Governo age para evitar punição ao deputado por fala sobre AI-5, como quer oposição.

Da redação, Estadão Conteúdo,
Marcelo Camargo/Arquivo/Agência Brasil
Deputado Eduardo Bolsonaro causou reações indignadas de grande parte da sociedade civil ao insinuar a possibilidade de um novo Ato Institucional 5.

Se for mesmo parar no Conselho de Ética da Câmara, como quer a oposição, Eduardo Bolsonaro não encontrará um cenário amigável: três das quatro vagas do PSL, por exemplo, estão com a ala ligada a Luciano Bivar, em guerra aberta contra a família do presidente da República. O chamado “blocão” (Centrão e agregados) tem 24 das 42 vagas de titulares e de suplentes. Sem uma base de apoio até agora, o governo trabalha para evitar a qualquer custo que o caso da declaração do deputado de “novo AI-5” prospere no conselho, como sonha a oposição.

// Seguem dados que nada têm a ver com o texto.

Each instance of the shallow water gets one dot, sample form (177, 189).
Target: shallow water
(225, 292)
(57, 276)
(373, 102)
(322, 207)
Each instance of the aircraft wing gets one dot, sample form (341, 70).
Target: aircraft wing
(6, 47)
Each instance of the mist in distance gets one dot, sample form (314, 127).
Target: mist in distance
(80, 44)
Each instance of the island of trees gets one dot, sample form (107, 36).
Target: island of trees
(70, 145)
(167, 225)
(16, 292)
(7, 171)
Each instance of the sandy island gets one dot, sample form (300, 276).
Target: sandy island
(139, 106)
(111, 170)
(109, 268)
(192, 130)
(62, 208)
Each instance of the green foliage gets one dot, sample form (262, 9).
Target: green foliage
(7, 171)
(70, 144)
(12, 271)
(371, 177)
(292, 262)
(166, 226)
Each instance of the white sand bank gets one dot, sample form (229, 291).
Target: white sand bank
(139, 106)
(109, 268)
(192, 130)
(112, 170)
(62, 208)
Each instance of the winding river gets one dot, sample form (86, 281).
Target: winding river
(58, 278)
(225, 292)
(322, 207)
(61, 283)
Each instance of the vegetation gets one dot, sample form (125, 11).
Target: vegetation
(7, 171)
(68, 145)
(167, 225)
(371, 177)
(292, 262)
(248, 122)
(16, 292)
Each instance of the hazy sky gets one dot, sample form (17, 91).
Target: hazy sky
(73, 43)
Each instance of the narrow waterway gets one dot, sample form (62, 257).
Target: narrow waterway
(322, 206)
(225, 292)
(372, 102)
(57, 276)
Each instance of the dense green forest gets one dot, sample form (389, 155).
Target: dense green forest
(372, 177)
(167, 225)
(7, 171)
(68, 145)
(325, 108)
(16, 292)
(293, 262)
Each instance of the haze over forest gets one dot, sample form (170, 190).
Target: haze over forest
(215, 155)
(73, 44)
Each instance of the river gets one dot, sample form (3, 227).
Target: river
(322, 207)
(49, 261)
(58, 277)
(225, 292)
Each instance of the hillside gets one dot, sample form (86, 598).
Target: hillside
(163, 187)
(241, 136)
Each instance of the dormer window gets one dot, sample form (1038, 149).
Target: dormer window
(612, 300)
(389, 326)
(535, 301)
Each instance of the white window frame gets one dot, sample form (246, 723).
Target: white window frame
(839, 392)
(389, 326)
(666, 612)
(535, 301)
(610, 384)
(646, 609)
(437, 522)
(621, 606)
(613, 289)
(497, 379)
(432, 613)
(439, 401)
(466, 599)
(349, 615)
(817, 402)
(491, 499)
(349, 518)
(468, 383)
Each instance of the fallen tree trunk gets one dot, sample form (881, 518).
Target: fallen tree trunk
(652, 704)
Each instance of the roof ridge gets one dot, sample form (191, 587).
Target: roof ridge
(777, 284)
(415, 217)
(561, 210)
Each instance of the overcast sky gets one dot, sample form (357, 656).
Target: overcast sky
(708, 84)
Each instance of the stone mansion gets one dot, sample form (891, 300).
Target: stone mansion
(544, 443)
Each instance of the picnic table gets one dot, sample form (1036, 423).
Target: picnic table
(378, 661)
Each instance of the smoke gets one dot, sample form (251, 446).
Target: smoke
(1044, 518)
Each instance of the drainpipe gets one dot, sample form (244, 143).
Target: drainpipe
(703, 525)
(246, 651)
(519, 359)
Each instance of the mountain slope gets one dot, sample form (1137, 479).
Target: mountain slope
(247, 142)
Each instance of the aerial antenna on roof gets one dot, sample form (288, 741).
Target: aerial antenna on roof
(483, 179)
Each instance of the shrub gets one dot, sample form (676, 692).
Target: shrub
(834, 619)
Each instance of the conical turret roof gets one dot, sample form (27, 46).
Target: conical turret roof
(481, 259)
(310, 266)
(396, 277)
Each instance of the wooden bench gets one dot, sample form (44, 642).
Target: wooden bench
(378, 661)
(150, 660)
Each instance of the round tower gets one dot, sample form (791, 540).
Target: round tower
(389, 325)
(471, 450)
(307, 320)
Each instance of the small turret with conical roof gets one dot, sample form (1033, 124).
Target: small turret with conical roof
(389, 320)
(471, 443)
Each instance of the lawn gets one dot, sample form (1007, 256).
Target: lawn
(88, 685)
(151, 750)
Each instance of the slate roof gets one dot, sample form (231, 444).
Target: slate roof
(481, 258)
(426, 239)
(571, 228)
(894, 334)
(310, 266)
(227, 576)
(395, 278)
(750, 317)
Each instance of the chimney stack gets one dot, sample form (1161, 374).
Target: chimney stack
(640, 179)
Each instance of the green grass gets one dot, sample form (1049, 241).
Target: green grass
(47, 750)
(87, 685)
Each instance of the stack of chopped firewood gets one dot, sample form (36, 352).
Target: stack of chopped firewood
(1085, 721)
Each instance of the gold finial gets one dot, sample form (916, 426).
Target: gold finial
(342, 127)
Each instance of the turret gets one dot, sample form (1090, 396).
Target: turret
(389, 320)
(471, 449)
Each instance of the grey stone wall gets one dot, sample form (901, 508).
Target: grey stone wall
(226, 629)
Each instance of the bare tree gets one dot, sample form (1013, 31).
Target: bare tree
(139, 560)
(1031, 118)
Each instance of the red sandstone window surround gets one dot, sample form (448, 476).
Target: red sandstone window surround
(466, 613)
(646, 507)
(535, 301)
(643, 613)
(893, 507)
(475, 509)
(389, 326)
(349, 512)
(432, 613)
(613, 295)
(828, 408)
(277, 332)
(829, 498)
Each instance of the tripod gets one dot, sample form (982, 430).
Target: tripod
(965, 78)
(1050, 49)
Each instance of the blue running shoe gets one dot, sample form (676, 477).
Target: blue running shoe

A oposição deverá protocolar o pedido de cassação de Eduardo na próxima terça (5) no Conselho de Ética. Automaticamente, o prazo para a defesa prévia é aberto. Só depois, os deputados votam pela admissibilidade ou não do pedido.

O presidente do conselho é Juscelino Filho (DEM-MA), considerado um moderado. Ao Estado, ele disse ver as declarações como “graves”, mas não entrou no mérito do decoro.

Um dos desafetos de Eduardo no Conselho de Ética é Delegado Waldir (GO), de quem o filho do presidente tirou a liderança da bancada do PSL. Waldir afirma que o processo será difícil para o filho do presidente. “Eles vêm incitando e armando a população. Ferem a Lei de Segurança Nacional. Eduardo deve pensar que está em Cuba”, diz.